Though the ride is on the firm side (especially on models with larger wheel options fitted), the Land Rover Discovery Sport does a good job at isolating occupants from harsher road surface imperfections. Noise insulation levels are very good too, which in conjunction with the aforementioned ride quality makes the Discovery Sport very well suited to longer highway journeys. Plus, steering response is good, as is the overall visibility - though it’s worth pointing out the thick rear pillars do impede the view out back somewhat. Also, being a Land Rover, the Discovery Sport is also pretty impressive by class standards as an off-roader.
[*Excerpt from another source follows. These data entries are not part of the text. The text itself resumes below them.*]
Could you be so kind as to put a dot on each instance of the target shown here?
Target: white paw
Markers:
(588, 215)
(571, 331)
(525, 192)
However, since most premium SUV buyers will spend a vast majority of their driving time on paved road surfaces, this perk is of limited value to the Land Rover Discovery Sport’s target audience.
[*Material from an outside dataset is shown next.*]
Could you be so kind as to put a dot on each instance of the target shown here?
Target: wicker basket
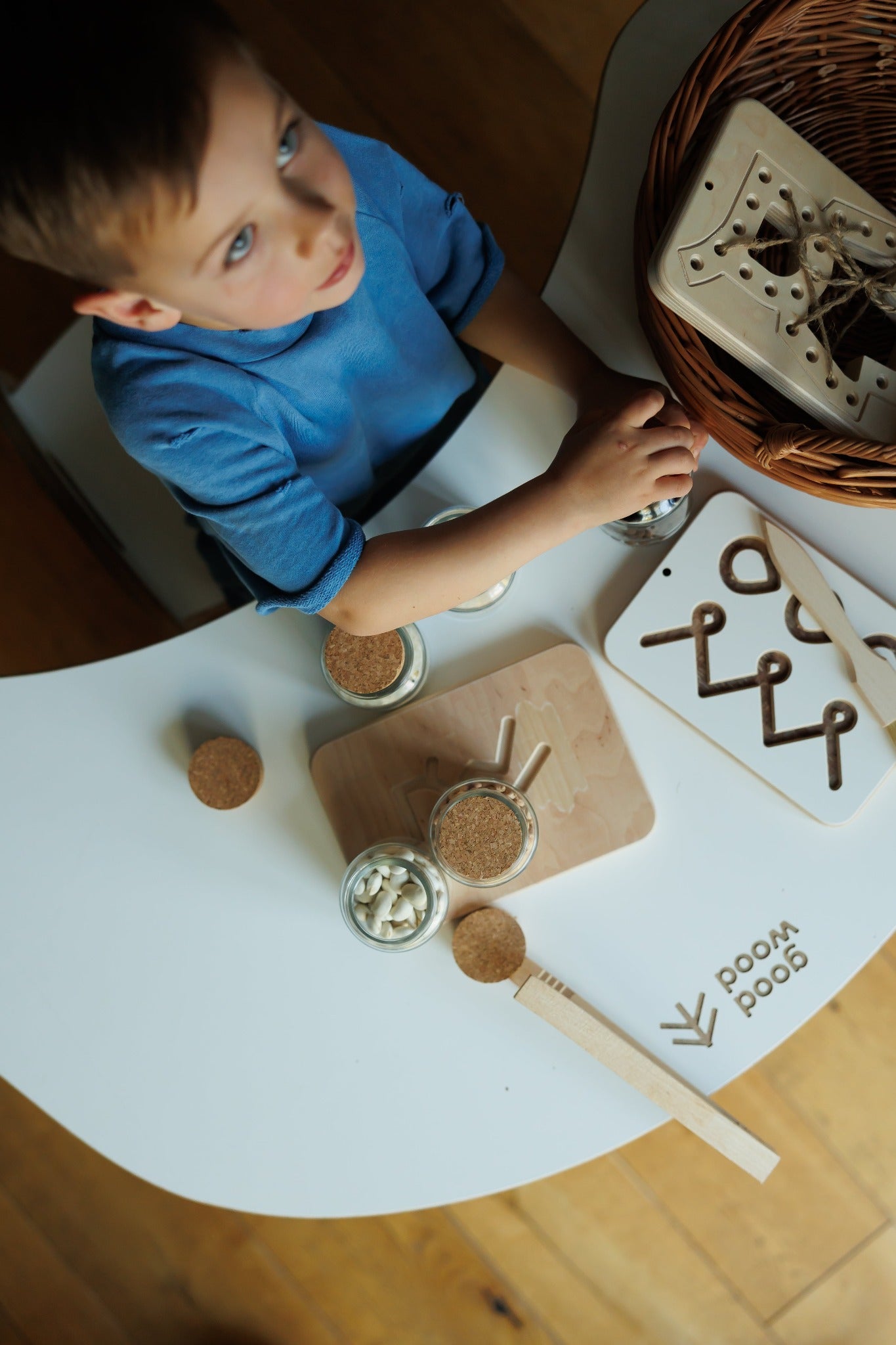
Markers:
(826, 68)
‘Gets the job done, but not very frugal or punchy by segment standards’

Though underpowered in comparison with similar engines in rival cars, the Land Rover Discovery Sport’s 2.0-liter turbocharged four-cylinder gasoline engine is still torquey enough to deal with most load-lugging and towing demands. Likewise, the nine-speed automatic transmission can be unresponsive in fully automatic mode, but does change gears smoothly and quickly. It’s the fuel economy, though, that’s the hardest powertrain aspect to stomach: with claims of 20mpg in the city and 25mpg on the highway, the Land Rover Discovery Sport is comfortably one of the least frugal vehicles in this class.

Equipment and Safety

‘Well-equipped for the money, and should be very safe’

Equipment levels on the Land Rover Discovery Sport are fairly good, with even the $37,695 ‘SE’ base car coming with permanent all-wheel drive, power-adjustable front seats, dual-zone climate control and a crisp 8.4-inch touchscreen setup. For reference, the mid-range $42,195 ‘HSE’ adds full leather upholstery and a panoramic sunroof to the spec sheet, with range-topping $46,595 ‘HSE Luxury’ models coming with built-in navigation and a premium sound system. Lots of safety equipment is available across the range too - all models come with parking sensors and front, side, curtain and front knee airbags, with autonomous braking and blind spot monitoring available as options on all trims bar the entry-level SE spec.


With a combination of a comfortable ride, competitive interior space and good value for money, the Land Rover Discovery Sport is definitely a vehicle that premium five-seater SUV buyers should consider. Only below-par fuel economy and a slightly underpowered engine hold the car back from being close to topping the class.